LANDSKNECHTS’ SACK OF ROME
In 1519 the young Charles of Habsburg became Emperor under the name of Charles V, and was later crowned in the Cathedral of Aachen, on October 23th 1520, as Emperor of the Holy Roman Empire. So Charles V reigned over a huge Empire, including Spain, Southern Italy, Austria and Bohemia, Flanders and the Netherlands.
To counter this hegemony, the King of France Francis I created an anti-Spanish alliance, the League of Cognac (1526), which was also joined by Pope Clement VII, who was concerned that an over-powerful empire in the peninsula could have suffocated the territories of the Church.
However, Pope Clement VII had also been elected with Spanish support: Charles V considered the Pope’s turnabout an unforgivable betrayal and the punishment he reserved for him was cruel and terrible, considering that in Italy, on 1527, there were not less than 12,000 Landsknechts who were supposed to destroy the League of Cognac.
Charles V decided to leave them without pay and without food, so the Landsknechts first devastated the countryside, then marched on Rome. In those years the Germans, of Lutheran faith, considered Rome as a sort of “city of Satan” and the den of all vices: looting it, to their eyes, was not a sacrilege but an act of divine justice.
Once they reached the walls, the Landsknechts crushed the 3000 Swiss mercenaries who defended them and destroyed the entire city. The Roman citizens were massacred, nobles and merchants were tortured by the Landsknechts to reveal where they had hidden their treasures, priests were put in the pillory, nuns were raped, as well as women in their homes, churches were devastated and many works of art were destroyed.

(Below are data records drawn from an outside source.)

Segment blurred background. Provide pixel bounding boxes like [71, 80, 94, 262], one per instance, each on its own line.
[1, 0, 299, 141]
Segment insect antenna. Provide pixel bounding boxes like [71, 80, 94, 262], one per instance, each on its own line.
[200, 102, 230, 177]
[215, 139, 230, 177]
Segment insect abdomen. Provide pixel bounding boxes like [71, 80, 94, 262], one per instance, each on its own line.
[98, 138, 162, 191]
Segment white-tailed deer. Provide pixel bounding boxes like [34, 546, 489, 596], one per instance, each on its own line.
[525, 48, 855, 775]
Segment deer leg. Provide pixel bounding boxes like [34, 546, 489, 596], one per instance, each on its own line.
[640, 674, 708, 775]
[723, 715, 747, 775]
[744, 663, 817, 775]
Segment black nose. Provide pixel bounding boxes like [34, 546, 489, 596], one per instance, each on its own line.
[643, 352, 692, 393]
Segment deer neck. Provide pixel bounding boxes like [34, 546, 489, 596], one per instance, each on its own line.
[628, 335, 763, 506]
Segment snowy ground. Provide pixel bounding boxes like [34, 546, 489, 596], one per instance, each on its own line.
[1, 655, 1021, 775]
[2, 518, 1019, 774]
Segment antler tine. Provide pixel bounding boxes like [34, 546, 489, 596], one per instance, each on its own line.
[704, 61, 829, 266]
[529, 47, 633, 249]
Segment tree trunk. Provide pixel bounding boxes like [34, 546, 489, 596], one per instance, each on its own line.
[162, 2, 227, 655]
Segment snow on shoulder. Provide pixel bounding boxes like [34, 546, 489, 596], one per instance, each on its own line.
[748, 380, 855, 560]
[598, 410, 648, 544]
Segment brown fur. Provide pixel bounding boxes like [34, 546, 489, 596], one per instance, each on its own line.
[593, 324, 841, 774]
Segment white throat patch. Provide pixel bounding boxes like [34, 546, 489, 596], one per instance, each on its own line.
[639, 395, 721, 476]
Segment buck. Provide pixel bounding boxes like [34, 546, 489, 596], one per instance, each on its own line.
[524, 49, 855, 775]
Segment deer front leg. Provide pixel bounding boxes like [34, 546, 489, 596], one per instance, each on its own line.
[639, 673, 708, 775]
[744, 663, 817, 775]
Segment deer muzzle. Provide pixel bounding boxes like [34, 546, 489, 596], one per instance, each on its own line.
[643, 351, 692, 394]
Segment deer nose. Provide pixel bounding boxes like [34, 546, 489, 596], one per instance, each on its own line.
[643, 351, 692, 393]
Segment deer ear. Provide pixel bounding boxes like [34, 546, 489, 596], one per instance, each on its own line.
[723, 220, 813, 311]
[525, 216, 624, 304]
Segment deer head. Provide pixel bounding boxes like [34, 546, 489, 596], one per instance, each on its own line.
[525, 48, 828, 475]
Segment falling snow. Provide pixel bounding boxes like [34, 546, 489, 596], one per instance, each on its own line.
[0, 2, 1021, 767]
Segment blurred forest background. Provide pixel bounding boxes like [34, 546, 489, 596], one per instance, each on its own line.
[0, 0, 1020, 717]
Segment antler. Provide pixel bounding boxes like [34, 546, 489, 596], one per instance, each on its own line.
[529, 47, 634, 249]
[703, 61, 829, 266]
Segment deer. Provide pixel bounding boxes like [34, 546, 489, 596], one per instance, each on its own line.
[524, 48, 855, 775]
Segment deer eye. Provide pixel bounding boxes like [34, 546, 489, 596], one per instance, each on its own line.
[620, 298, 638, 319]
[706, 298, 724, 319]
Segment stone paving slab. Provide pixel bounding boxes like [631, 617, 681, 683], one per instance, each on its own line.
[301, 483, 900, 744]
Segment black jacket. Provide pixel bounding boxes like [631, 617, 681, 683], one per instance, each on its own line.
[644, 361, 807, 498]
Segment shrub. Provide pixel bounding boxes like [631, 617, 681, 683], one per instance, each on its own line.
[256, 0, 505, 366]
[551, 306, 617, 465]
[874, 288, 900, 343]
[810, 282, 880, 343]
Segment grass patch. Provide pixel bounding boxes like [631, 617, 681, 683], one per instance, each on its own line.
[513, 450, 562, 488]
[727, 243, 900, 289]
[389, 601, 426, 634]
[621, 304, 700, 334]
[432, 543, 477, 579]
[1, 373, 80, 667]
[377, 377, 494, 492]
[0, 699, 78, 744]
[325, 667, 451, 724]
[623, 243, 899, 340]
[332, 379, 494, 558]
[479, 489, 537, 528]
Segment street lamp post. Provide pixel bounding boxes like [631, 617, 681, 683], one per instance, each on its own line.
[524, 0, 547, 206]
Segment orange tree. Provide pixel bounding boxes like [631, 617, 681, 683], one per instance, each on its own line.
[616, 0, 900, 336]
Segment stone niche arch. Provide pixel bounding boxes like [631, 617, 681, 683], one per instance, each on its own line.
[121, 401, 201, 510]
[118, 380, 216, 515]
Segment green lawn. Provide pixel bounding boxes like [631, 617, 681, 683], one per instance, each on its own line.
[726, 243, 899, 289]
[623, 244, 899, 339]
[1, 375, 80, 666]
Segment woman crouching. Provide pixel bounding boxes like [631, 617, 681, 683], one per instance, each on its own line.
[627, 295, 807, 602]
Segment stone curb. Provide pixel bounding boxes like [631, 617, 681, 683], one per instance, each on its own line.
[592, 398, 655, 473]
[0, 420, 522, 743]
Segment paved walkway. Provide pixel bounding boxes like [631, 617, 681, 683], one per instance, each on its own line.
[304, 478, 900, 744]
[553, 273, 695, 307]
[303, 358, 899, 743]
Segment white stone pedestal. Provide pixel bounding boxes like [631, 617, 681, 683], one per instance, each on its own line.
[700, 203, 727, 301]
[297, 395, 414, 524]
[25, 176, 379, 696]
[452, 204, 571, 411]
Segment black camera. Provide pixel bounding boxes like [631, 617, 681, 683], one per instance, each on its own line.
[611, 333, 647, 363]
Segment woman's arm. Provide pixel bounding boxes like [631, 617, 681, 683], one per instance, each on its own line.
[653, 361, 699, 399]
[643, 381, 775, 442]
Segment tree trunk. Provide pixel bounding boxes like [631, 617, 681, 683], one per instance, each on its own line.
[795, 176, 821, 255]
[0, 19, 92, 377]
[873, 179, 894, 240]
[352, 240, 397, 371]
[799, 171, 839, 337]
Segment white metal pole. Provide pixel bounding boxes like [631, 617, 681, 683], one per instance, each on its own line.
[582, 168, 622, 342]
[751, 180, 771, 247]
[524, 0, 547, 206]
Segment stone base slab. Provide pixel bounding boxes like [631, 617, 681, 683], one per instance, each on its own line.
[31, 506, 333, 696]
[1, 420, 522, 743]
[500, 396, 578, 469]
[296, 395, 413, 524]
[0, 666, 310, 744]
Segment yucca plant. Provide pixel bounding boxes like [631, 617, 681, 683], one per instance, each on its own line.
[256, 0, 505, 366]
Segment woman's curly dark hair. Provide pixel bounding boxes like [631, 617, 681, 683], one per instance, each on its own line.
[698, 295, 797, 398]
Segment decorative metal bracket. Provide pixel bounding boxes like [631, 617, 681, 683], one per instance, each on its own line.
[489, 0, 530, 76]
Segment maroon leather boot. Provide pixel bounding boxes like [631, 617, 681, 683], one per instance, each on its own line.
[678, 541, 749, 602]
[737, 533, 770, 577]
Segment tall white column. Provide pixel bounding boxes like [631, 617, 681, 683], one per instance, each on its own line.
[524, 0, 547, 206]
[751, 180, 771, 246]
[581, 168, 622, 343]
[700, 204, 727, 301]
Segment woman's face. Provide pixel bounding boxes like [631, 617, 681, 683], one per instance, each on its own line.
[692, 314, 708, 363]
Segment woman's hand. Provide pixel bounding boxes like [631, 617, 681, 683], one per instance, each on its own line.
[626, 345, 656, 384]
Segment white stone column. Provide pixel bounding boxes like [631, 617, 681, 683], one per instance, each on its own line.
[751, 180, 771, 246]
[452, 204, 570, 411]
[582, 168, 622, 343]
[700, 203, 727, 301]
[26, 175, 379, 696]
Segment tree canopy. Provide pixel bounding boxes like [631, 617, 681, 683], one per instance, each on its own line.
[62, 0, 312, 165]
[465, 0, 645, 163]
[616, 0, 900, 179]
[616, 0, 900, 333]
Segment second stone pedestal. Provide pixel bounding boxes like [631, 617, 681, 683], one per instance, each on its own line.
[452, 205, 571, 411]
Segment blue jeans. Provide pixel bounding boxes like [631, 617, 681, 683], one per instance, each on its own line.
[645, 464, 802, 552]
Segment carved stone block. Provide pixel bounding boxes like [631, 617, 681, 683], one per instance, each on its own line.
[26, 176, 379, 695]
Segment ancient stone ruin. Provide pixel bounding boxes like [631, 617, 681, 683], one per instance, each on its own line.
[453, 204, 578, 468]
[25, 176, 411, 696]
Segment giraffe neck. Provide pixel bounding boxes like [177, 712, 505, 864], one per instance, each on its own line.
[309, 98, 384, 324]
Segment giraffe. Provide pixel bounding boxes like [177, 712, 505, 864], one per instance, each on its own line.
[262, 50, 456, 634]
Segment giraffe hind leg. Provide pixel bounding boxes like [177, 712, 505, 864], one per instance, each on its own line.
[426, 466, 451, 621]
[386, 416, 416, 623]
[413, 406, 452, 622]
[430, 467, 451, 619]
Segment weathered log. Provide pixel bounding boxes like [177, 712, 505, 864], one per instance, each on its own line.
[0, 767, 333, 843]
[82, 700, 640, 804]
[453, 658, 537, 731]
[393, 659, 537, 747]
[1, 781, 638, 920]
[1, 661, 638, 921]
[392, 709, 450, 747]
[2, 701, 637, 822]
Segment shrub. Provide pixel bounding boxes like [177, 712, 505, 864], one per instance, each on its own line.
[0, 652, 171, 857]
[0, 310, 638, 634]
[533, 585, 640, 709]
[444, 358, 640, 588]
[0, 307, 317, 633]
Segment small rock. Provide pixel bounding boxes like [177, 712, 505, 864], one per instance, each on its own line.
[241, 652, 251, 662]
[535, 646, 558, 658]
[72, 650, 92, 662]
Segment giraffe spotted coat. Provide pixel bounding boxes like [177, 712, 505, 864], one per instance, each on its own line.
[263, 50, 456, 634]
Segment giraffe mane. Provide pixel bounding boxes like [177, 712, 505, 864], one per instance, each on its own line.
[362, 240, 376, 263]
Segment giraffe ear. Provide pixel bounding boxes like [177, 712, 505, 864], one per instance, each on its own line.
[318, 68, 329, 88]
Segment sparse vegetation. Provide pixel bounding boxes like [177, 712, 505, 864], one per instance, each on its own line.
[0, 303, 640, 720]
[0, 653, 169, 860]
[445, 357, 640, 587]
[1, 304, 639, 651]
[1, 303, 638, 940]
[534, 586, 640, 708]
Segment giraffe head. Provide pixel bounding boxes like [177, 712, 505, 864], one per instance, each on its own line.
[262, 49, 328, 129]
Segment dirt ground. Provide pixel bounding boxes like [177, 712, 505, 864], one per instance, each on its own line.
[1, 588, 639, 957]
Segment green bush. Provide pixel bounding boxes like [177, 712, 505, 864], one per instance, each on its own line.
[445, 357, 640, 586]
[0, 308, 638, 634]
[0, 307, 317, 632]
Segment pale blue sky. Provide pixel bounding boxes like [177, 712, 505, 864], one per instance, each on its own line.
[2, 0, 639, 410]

Charles V, who was a fervent Catholic, did nothing to stop the looting. The Landsknechts remained in Rome for nine months, during which time the pope saved himself by barricading himself inside the St. Angel’s Castle with his court of cardinals, bureaucrats and diplomats, escorted by the Swiss Guard. At the end the Landsknechts withdrew only because the Church (after ten months of occupation) paid a very high ransom in gold and valuables. The city was left without food, the streets were full of unburied corpses, water was lacking because all the fountains had been destroyed and epidemics mowed down both the victims and their executioners.
The Sack of Rome of 1527, in the imagination of the time, was experienced as a symbolic rape: it marked the substantial end of the Renaissance era.